— Прошло двадцать лет.
— И он видит форму, цвет, пространство, красоту.
— Это более прогрессивная эстетика?
— Он видит свет.
— Или художника, который умеет себя продавать или себя обманывать. Комментирует в духе собственника.
— Мартин видит свет, — сказала Нина.
— И деньги тоже видит. Работы-то очень недешевые.
— Да, очень. И сперва я гадала, как они к нему попали, совершенно серьезно. Подозреваю, в начале пути он иногда приторговывал краденым.
— Занятный тип.
— Однажды он мне сказал: «Я был кое в чем замешан. — И добавил: — Это не значит, что моя жизнь интереснее твоей. Ее можно приукрасить. Но в памяти, в глубине души, — сказал он, — ярких красок или увлекательных поворотов немного. Только серый цвет, только ожидание. Сидишь, дожидаешься. — Он сказал: — Все, знаешь ли, такое… нейтральное».
Она ловко — пожалуй, чуть-чуть озлобленно — передразнила его акцент.
— Чего же он дожидался?
— Наверно, исторического момента. Толчка к действию. Прихода полицейских.
— Полицейских? Из какого отдела?
Не тех, кто расследует кражи произведений искусства. Одно я знаю. В конце 60-х он был членом коммуны. «Коммуны 1».[19] Ходил на демонстрации против ФРГ — против фашистского государства. Фашистского в их понимании. Сначала они швырялись яйцами. Потом перешли на бомбы. Потом… точно не знаю, чем он занимался. Кажется, одно время жил в Италии — в смутные времена, когда действовали «Красные бригады». Но точно не знаю.
— Не знаешь.
— Да.
— Двадцать лет. Вместе едите и спите. И не знаешь. Ты его спрашивала? Допытывалась?
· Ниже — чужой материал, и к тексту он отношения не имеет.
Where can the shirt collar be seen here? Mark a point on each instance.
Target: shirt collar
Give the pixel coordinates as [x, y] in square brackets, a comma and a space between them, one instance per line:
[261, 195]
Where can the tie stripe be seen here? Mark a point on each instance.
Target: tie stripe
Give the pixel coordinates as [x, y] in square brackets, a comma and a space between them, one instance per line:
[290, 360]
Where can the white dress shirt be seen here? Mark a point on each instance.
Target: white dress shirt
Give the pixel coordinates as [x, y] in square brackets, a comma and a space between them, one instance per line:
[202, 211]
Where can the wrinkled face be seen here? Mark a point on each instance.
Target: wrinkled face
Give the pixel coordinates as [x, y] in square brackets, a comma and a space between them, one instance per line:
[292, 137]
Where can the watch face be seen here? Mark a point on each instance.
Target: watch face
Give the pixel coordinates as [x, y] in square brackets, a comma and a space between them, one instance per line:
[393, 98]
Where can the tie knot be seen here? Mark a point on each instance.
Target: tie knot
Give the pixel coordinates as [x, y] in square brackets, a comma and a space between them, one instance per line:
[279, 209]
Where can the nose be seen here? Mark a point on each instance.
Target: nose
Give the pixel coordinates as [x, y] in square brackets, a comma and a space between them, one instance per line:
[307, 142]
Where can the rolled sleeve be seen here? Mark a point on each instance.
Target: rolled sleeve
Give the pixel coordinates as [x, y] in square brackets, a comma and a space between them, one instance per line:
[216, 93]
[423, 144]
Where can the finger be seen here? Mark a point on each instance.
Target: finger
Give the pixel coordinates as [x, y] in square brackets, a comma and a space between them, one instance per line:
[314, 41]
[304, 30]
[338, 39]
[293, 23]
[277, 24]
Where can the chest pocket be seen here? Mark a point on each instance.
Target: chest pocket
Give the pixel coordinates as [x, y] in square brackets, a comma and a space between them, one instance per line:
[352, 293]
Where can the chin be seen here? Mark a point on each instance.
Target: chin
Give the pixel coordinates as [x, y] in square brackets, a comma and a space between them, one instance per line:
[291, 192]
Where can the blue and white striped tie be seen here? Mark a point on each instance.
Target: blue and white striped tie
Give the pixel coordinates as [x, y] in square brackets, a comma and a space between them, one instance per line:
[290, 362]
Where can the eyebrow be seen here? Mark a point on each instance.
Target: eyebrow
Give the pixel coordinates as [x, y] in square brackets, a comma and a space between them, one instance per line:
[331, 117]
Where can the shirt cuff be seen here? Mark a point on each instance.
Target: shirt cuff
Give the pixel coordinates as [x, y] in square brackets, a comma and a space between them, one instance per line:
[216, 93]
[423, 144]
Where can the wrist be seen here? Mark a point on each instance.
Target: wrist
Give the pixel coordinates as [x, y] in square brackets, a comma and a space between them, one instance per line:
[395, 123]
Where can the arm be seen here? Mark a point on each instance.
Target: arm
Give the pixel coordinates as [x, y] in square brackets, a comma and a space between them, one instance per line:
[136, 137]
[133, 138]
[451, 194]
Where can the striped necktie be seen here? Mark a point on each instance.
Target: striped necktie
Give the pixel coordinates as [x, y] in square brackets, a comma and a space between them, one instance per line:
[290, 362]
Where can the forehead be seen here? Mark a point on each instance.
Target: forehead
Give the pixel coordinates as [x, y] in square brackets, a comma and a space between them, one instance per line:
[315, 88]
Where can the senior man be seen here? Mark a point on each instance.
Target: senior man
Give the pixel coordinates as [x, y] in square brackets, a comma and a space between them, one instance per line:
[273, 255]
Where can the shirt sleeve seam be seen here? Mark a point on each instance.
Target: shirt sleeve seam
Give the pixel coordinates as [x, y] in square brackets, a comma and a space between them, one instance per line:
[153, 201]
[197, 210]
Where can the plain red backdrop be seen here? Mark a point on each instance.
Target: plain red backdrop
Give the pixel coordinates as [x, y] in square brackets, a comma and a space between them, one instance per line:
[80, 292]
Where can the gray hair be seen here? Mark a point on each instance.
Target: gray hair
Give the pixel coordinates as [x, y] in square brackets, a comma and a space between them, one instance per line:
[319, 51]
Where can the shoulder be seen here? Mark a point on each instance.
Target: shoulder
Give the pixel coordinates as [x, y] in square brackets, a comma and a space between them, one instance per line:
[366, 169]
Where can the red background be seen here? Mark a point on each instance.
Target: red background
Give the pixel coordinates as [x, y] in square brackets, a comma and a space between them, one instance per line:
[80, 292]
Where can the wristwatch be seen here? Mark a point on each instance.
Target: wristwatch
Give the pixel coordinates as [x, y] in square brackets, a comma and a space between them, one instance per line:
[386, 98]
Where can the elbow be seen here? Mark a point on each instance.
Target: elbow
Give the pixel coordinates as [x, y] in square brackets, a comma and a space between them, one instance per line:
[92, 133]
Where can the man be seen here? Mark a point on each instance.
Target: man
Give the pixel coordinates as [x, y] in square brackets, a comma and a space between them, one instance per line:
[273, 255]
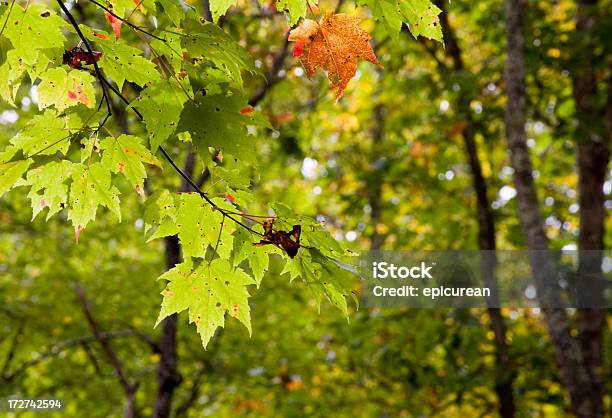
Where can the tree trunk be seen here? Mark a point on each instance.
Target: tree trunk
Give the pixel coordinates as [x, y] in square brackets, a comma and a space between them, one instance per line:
[593, 149]
[168, 376]
[567, 351]
[486, 230]
[376, 178]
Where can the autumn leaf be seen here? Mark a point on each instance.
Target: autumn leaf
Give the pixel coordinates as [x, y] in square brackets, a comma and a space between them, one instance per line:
[335, 44]
[115, 23]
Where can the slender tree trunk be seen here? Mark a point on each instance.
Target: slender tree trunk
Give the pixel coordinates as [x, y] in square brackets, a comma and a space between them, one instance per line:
[168, 376]
[593, 155]
[567, 351]
[376, 178]
[486, 229]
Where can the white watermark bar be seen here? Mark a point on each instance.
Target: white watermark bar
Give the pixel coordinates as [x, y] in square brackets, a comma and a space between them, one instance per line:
[480, 279]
— Однажды он показал мне объявление. Несколько лет назад, когда мы встретились с ним в Берлине. У него там квартира. Объявление о розыске преступников. Немецких террористов начала 70-х. Девятнадцать имен, девятнадцать лиц.
— Девятнадцать.
— Подозреваются в убийствах, взрывах, ограблениях банков. Он его хранит — зачем хранит, не знаю. Но зачем мне показал — понимаю. Его лица там нет.
— Девятнадцать.
— И мужчины, и женщины. Я их сосчитала. Может быть, он входил во вспомогательную группу или в резервную ячейку. Не знаю.
— Не знаешь.
— Он думает, что эти… джихадисты… он думает, у них есть что-то общее с радикалами 60-70-х. Думает, все они — дети одной традиции. У них тоже есть теоретики. Тоже есть концепции мирового братства.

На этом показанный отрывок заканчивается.